So here’s the Golden Rule of parenting: Never say, “But I’d never do that!” about another parent’s behavior. Don’t even think it. Because this is basically an open invitation to tempt fate and engage in this very behavior more or less immediately.
Take yelling. I never thought I’d yell at my older son. I thought I’d rationally explain rules and that he would follow them. Why? For a long time, this was actually the case. He was incredibly laid-back. He was an easy baby and a placid toddler. My kid did what we asked. He almost never threw a tantrum. Nursery-school conferences consisted mainly of pleasantries. He didn’t whine. He was predictable and almost always good-natured. Life was easy.
Last month, we had another baby. And, last month, my bigger son started kindergarten. And my super-easy child, the one who never caused any trouble, became contrary. He talks back sometimes. Everything is a negotiation, from getting dressed to eating dinner. He whines and pouts. He takes approximately 309 hours to get ready for school and refuses to discuss his day. And, to be honest, I don’t know how to deal with it. I’ve never had to deal with it.

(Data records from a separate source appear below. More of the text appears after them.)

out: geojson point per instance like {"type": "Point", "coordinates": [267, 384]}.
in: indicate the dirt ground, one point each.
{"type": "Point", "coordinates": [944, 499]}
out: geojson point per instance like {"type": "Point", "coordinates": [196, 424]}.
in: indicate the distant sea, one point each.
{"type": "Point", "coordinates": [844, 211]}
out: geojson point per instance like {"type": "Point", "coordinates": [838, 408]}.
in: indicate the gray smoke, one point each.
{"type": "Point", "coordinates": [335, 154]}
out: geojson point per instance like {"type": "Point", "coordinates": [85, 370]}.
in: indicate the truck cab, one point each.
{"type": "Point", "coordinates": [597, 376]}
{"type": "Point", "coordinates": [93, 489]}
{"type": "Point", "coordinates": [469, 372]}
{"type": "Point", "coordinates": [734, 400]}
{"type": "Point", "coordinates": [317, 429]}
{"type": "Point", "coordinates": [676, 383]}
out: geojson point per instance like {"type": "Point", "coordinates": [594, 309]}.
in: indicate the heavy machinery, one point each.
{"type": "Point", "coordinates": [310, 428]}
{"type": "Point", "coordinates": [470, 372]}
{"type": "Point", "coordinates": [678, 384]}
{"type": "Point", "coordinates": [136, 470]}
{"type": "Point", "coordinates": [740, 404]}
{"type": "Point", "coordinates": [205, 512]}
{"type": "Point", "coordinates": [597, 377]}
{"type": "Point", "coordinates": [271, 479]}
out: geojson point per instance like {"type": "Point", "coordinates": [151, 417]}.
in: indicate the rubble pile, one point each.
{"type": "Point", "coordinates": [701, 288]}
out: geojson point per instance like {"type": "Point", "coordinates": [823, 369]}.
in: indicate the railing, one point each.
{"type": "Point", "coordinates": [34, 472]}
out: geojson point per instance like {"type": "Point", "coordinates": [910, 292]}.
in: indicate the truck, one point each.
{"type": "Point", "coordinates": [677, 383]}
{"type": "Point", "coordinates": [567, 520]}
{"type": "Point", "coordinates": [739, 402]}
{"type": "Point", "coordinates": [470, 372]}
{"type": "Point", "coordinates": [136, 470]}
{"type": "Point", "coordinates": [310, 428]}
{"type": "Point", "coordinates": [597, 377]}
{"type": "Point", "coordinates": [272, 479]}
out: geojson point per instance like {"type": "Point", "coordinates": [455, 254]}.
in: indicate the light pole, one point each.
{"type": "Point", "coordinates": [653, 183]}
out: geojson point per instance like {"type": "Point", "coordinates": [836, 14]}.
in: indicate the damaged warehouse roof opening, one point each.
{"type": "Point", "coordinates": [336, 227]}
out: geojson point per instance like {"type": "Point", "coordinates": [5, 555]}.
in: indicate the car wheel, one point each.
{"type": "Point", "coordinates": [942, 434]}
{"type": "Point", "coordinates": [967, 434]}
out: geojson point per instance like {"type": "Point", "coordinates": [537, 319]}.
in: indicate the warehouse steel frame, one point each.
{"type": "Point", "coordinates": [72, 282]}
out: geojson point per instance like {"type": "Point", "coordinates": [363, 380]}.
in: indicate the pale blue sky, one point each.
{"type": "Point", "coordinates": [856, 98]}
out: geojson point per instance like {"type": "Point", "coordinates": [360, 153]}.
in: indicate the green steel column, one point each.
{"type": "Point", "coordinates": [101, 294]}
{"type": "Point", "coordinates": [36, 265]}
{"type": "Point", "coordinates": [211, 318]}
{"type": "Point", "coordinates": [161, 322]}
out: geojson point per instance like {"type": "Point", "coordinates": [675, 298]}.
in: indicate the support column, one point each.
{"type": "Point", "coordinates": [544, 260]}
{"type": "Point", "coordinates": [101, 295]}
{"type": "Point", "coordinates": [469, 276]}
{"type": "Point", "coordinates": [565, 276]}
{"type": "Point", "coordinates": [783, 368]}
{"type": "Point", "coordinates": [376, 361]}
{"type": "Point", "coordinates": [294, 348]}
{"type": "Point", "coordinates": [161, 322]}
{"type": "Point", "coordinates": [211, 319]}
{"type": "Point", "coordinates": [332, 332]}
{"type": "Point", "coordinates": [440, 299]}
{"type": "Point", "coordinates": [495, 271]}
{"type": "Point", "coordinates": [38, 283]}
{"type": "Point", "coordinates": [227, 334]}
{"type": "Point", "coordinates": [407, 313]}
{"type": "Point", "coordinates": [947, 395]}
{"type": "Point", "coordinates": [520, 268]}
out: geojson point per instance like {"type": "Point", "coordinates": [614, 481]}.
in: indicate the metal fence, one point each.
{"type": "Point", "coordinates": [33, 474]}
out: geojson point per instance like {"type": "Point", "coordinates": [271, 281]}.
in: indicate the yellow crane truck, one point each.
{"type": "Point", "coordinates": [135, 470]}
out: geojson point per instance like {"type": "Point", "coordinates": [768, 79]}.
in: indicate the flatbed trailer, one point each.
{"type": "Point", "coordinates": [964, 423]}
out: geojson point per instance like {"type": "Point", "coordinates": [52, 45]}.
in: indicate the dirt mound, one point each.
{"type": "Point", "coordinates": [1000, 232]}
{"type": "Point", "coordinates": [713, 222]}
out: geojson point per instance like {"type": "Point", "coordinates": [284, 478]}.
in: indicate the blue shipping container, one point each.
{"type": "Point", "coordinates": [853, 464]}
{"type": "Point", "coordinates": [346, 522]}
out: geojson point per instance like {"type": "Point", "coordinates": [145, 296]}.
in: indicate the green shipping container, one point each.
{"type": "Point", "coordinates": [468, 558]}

And last night, I lost it. He whined about some inconsequential thing, then refused to go to bed and stomped his feet (this was new), then began yelling and proceeded to wake up his brother, who had finally drifted off to sleep after an hour-long shrieking jag. My husband was out playing poker. I was alone, in the same yoga pants I’d been wearing since roughly last week, my carpet was encrusted with cracker crumbs and dried milk and there were three dirty diapers rolled up in the hallway like lonely burritos, waiting to be escorted to a Diaper Dekor. Everything was disorganized and chaotic and bleak, and I felt like a failure.
And so I just screamed.
“Get upstairs!” I hissed. “Now. Right. Now. Do it.”
I had no playbook. I had no manual. Instead, I reflexively remembered how my own parents would act if my brother or I acted out. Bad behavior just wasn’t tolerated. It wasn’t acceptable. God help me if I threw a temper tantrum. One look from my mother would send me scampering into my room. She was in control. It was not a democracy.
I wanted to showcase the same control, but instead I felt totally frazzled, standing there on the staircase, capable only of a primal hiss.
He looked at me with something that resembled genuine fear. He’d never seen me scream at him before. Not really. He scampered up the stairs.
“Now,” I hissed again.
He leapt into bed. Suddenly he looked very small. His brown eyes were open wide, and he looked afraid. I felt terrible. Terrible! How could I have screamed at him? Of course, the previous week I’d happened upon a study about how yelling at a teenager is as bad as physical punishment. If it’s bad for teenagers, who knows how bad it is for a 6-year-old?
Well, he settled down, and everyone apologized to everyone, and I told him a bedtime story and life moved on. But this will happen again. Maybe even tonight. And right now, my only comeback for his behavior is, “This isn’t tolerated.” Weak! Is that enough? It was enough for me as a little kid, but maybe that won’t fly for him. And I don’t think screaming about it is the answer.
The bigger problem is that for the first time since he was a baby, I feel completely off my game. I was spoiled. I wasn’t tested. Now I’m being tested, and I’m not sure what to do. A sense of security (maybe even smugness?) has given way to helplessness.
Now, the Jewish tradition prizes discipline. I don’t pretend to adhere whatsoever to any sort of religious doctrine when setting boundaries. But there’s some solace here. Historically, discipline hasn’t been seen as a bad thing: “Whoever God loves, He admonishes.” But right now I’m unsure how to discipline with love. I’ve always been able to rationalize and explain. But there’s no rationalizing or explaining when your child plants himself mid-staircase and flatly refuses to go to bed. Sometimes, there’s only anger.
And I’m not sure what to do. But I do know that other parents have completely lost it and then ended up feeling sorry later, too; I’ve talked about it with them, I’ve emailed about it with them, readers have asked me about it. And I’ve only understood abstractly, until now.
So I just want to say that I relate. I feel you. Sometimes you scream at your innocent little kid, and it makes you want to cry.